News

D.C. Seeks to Cap Damages, Make Other Tort Reforms


 

The District of Columbia is the latest in a growing number of jurisdictions trying to combat rising malpractice insurance premiums among physicians, as legislators there battle over whether the best solution is damage caps or increased regulation of insurers.

D.C. Mayor Anthony Williams has proposed legislation that would limit noneconomic damages to $250,000 and expand the city's Good Samaritan law to provide immunity to all health professionals who provide free care.

“The District is home to some of the best medical care in the country,” Mayor Williams said when he announced the bill. “This bill is all about ensuring that our residents and visitors always get top-notch care and that our medical community can practice without undue burdens.”

Linda Cropp, chair of the District of Columbia City Council and a frequent political adversary of Mr. Williams, has introduced her own medical liability reform bill. Under Ms. Cropp's bill, the city's insurance commission would be required to approve all proposed liability premium increases that exceed a certain percentage, would allow the insurance commissioner to consider a malpractice insurer's current surplus as a factor in rate making, and would authorize refunds for physicians who have paid excessive insurance premiums.

Unlike Mr. Williams, Ms. Cropp said she believed that tort reform wasn't the answer. “The problem is the high [cost] of insurance,” she said in a statement. “Payments to patients who sue doctors in the District have declined dramatically, even as doctors and politicians have blamed skyrocketing jury awards for driving up the cost of malpractice insurance and driving doctors out of business.”

Ms. Cropp cited a recent analysis by the consumer watchdog group Public Citizen to back up her contention. That analysis found that insurer payouts in the city, when factored for inflation, dropped from $29 million in 2001 to $11 million in 2004, a reduction of more than 62%.

“Did the malpractice insurance rates paid by doctors drop commensurately?” Ms. Cropp said. “No, they did not.”

But Victor G. Freeman, M.D., president of the Medical Society of the District of Columbia, disagreed with Ms. Cropp's approach. “Linda Cropp's heart is in the right place,” Dr. Freeman, an internist, said in an interview. “She recognizes there is a crisis, and her solution is to make sure there is tighter regulation around medical liability rates in town. Unfortunately, I think she's been misled by Public Citizen and the trial lawyers, because she believes medical liability companies are making huge profits in the city at the expense of physicians.”

Dr. Freeman suggested that Ms. Cropp might want to consider that NCRIC (formerly the National Capital Reciprocal Insurance Co.), the liability insurer for 80% of the District's physicians, lost $7 million last year. “If NCRIC wasn't losing money, other companies would come in and compete. They're staying out for one very clear reason: It's bad business to come into the District because of the high jury awards.”

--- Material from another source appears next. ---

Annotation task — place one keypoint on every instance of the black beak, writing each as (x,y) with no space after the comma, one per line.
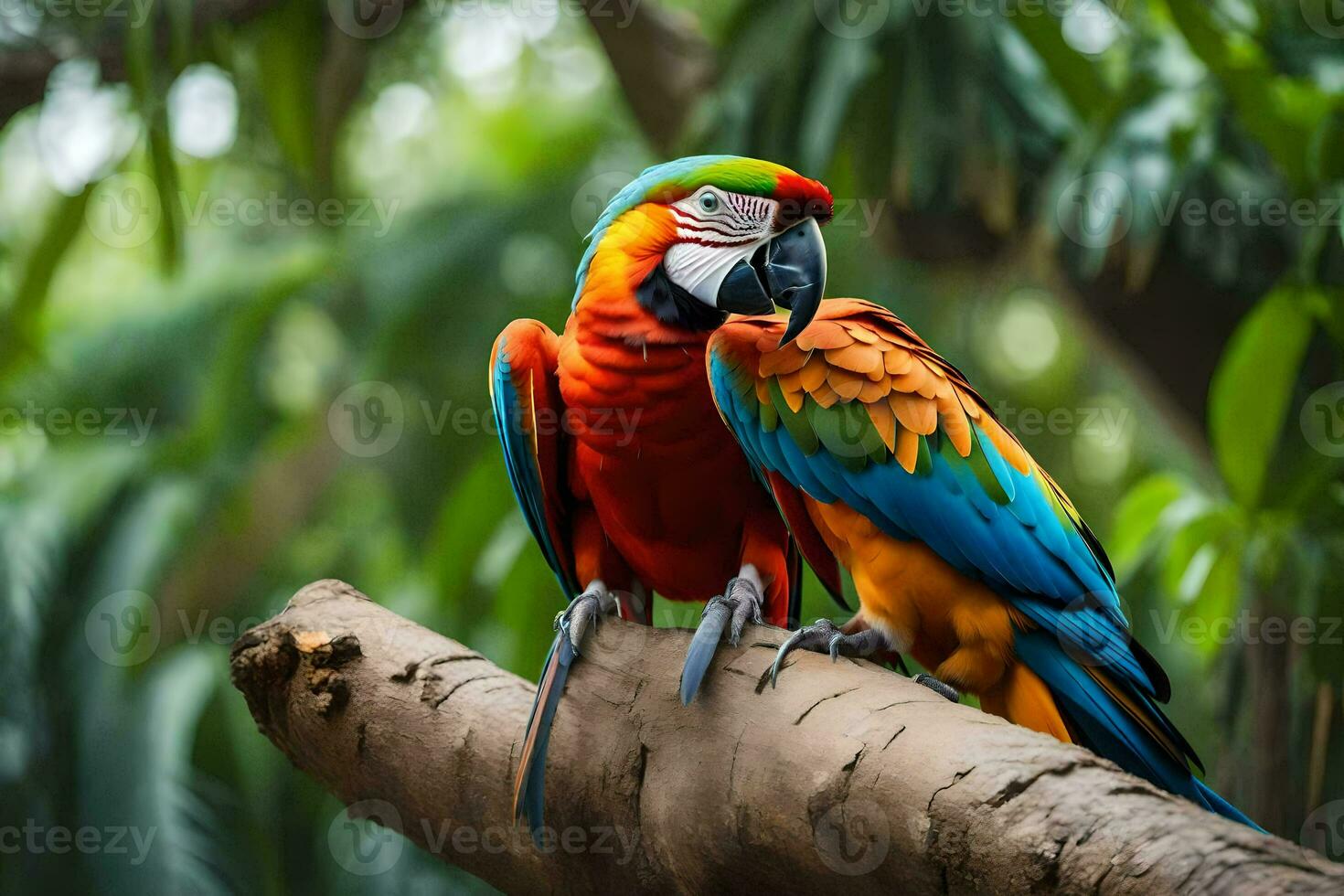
(791,271)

The Public Citizen study that Ms. Cropp referred to is one of several studies on malpractice insurance that recently have been published. A study of 27 states appearing in the online version of the journal Health Affairs found that counties in states that had a cap on noneconomic damages had 2.2% more physicians per capita than counties in states without a cap (Health Aff. [Millwood] May 2005:[Epub ahead of print]). The study, which used data from the years 1985–2000, also found that rural counties in states with a $250,000 cap had 5.4% more ob.gyns. and 5.5% more surgical specialists per capita than did rural counties in states with a cap above $250,000.

Health Affairs also published an online study showing that malpractice payouts appear to be growing more slowly than previously thought (Health Aff. [Millwood] May 2005;[Epub ahead of print]). Using data from the National Practitioner Data Bank, Amitabh Chandra, Ph.D., of Dartmouth University, Hanover, N.H., and colleagues found that the average payment—including both settlements and judgments at trial—grew by 4% per year between 1991 and 2003, consistent with increases in other health care costs.

Finally, another recent study found that the adoption of “direct” malpractice reforms—including reducing damage caps—resulted in a 3.3% increase in physician supply.

“In our study, the estimated effect of direct reforms was greater among physicians who practice in nongroup settings,” wrote Daniel P. Kessler, Ph.D., of Stanford (Calif.) University, and colleagues (JAMA 2005;293:2618–25).